SLIME works with the main Common Lisp implementations, such as:

- Steel Bank Common Lisp (SBCL)
- Clozure CL (former OpenMCL)
- LispWorks
- Allegro Common Lisp
- CLISP
- Embeddable Common Lisp (ECL)
- Armed Bear Common Lisp (ABCL)

Other programming languages can leverage SLIME with an editor plugin, or have plugins inspired by SLIME:

- Clojure
- JavaScript
- Scheme
- Kawa, a Scheme implementation
- GNU R
- Ruby
- MIT Scheme

== Features ==

SLIME offers an experience of an Integrated Development Environment.

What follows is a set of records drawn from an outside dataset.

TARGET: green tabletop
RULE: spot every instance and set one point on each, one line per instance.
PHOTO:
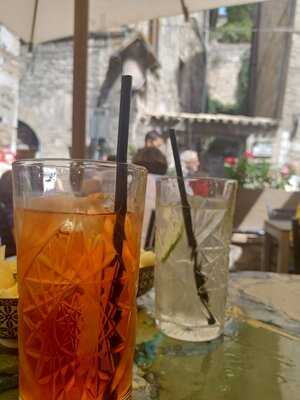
(258, 357)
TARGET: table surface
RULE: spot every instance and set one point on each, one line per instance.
(283, 225)
(258, 357)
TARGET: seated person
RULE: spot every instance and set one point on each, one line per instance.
(154, 139)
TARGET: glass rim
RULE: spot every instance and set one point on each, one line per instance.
(196, 178)
(67, 163)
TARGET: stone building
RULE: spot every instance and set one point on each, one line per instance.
(275, 83)
(9, 87)
(178, 83)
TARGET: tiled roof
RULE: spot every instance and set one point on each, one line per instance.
(267, 123)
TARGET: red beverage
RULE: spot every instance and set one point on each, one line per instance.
(77, 310)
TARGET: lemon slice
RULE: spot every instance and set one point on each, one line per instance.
(147, 259)
(170, 243)
(6, 276)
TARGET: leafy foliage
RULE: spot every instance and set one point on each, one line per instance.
(238, 28)
(255, 174)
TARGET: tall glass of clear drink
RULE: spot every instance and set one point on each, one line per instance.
(77, 285)
(191, 284)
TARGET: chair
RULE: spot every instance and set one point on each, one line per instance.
(296, 244)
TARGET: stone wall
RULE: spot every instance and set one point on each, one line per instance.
(271, 51)
(291, 107)
(276, 72)
(9, 87)
(46, 90)
(46, 84)
(225, 61)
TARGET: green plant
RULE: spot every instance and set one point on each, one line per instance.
(215, 106)
(255, 174)
(242, 91)
(238, 28)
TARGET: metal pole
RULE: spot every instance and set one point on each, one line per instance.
(81, 13)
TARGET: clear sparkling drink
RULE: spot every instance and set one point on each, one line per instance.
(191, 297)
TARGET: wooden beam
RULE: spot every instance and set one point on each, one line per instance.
(81, 13)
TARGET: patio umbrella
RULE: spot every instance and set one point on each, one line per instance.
(37, 21)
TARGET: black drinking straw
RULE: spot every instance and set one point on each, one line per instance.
(112, 313)
(200, 278)
(121, 177)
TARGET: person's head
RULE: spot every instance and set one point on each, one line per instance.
(152, 159)
(190, 161)
(153, 139)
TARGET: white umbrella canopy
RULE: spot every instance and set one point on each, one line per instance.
(37, 21)
(55, 18)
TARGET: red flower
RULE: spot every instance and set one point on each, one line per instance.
(248, 154)
(285, 170)
(230, 160)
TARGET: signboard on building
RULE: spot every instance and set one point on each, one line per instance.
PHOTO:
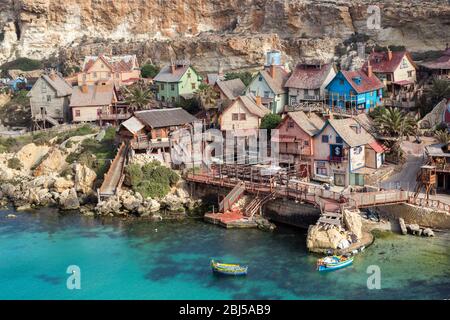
(357, 158)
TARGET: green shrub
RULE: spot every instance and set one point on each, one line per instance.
(14, 163)
(24, 64)
(149, 70)
(151, 180)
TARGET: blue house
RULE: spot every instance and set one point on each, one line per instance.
(360, 90)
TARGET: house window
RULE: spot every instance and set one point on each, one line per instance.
(321, 171)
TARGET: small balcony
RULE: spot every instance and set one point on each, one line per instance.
(337, 159)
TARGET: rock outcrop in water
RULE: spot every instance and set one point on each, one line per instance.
(237, 31)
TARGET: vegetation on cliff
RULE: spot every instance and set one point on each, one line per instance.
(151, 180)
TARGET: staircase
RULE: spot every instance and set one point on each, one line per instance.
(256, 204)
(232, 197)
(51, 120)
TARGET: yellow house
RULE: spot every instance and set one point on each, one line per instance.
(243, 115)
(120, 70)
(396, 70)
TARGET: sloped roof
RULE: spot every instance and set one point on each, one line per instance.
(343, 128)
(380, 61)
(367, 83)
(133, 125)
(308, 76)
(166, 75)
(59, 84)
(231, 88)
(311, 124)
(252, 107)
(120, 63)
(442, 62)
(159, 118)
(277, 83)
(96, 95)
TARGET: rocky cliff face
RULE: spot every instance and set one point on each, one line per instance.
(238, 31)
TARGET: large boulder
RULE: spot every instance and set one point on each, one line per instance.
(84, 178)
(321, 239)
(68, 200)
(62, 184)
(31, 155)
(353, 222)
(54, 162)
(110, 206)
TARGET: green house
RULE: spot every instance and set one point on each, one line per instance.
(175, 81)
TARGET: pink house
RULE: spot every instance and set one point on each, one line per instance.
(295, 137)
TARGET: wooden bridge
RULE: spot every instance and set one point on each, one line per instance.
(285, 185)
(114, 177)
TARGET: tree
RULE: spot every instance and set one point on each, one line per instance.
(207, 96)
(149, 70)
(270, 121)
(138, 98)
(439, 90)
(443, 136)
(392, 122)
(246, 77)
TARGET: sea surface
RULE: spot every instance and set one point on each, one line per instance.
(134, 259)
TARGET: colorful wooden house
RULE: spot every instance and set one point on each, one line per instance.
(355, 90)
(295, 138)
(269, 83)
(344, 152)
(308, 82)
(120, 70)
(176, 81)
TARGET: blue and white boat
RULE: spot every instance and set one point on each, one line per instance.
(333, 263)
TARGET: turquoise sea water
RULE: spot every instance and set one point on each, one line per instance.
(170, 260)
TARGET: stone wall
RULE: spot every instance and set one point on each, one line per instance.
(413, 214)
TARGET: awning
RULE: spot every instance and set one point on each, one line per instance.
(283, 138)
(378, 147)
(403, 82)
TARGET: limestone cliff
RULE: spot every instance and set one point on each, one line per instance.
(203, 30)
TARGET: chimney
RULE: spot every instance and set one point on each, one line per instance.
(172, 66)
(389, 54)
(52, 75)
(369, 69)
(258, 100)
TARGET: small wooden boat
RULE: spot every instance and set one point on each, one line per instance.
(333, 263)
(229, 269)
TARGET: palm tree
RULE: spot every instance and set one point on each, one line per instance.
(439, 90)
(138, 98)
(443, 136)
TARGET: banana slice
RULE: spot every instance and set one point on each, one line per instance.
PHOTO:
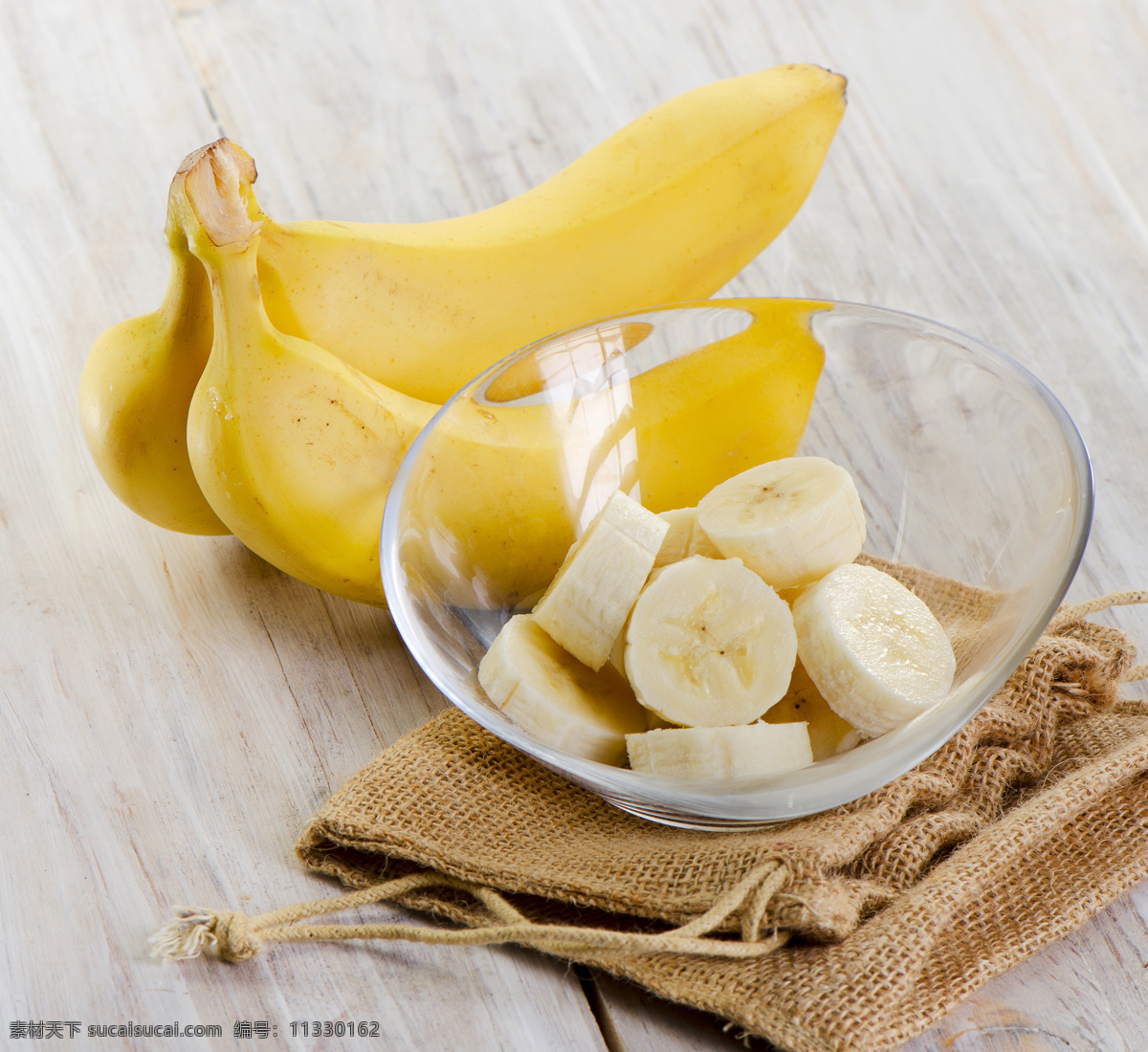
(590, 598)
(790, 520)
(829, 734)
(758, 749)
(676, 542)
(555, 697)
(875, 650)
(709, 644)
(683, 538)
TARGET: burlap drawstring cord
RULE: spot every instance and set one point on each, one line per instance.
(1079, 610)
(238, 937)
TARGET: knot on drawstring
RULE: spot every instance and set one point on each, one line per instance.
(192, 929)
(234, 934)
(234, 937)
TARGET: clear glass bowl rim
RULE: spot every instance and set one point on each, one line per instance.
(693, 804)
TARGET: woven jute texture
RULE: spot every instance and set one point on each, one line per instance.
(896, 907)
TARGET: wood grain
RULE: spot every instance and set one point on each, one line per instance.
(173, 709)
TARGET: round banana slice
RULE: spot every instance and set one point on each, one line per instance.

Once SLIME is loaded into the editor and the Swank back-end loaded into the running Common Lisp image, all interactions are made live, interactively, effectively "talking" to the running program and adding features incrementally.

SLIME provides:

- code completion
- code compilation (compile the function at point, a region, a file, a project)
- compilation notes highlighted in source buffer and gathered in a dedicated buffer
- code evaluation
- documentation lookup
- an interactive object inspector
- definition finding
- a powerful interactive debugger, which lets the programmer inspect the call stack, fix and recompile a function while the debugger is open and execution is paused, then resume execution from any point in the stack
- the use of restarts in the debugger
- a stepper
- macro expansion
- automatic macro indentation
- cross references: find who calls a function or macro, who sets a symbol, who depends on a symbol, who references one, who specializes a method, who macroexpands a macro
- manipulating objects through "presentations"
- automatic export of symbols
- calling the function at point in the REPL
- shortcut commands (print the current working directory, find and install a Quicklisp package, etc.)
- a trace facility
- disassembly commands

=== Remote use ===

SLIME, paired with the Swank back-end, allows to connect to a running Lisp program on another machine.

This allows a programmer to inspect the running program, change parameters, or even to load and compile new code, effectively upgrading the system with no down-time.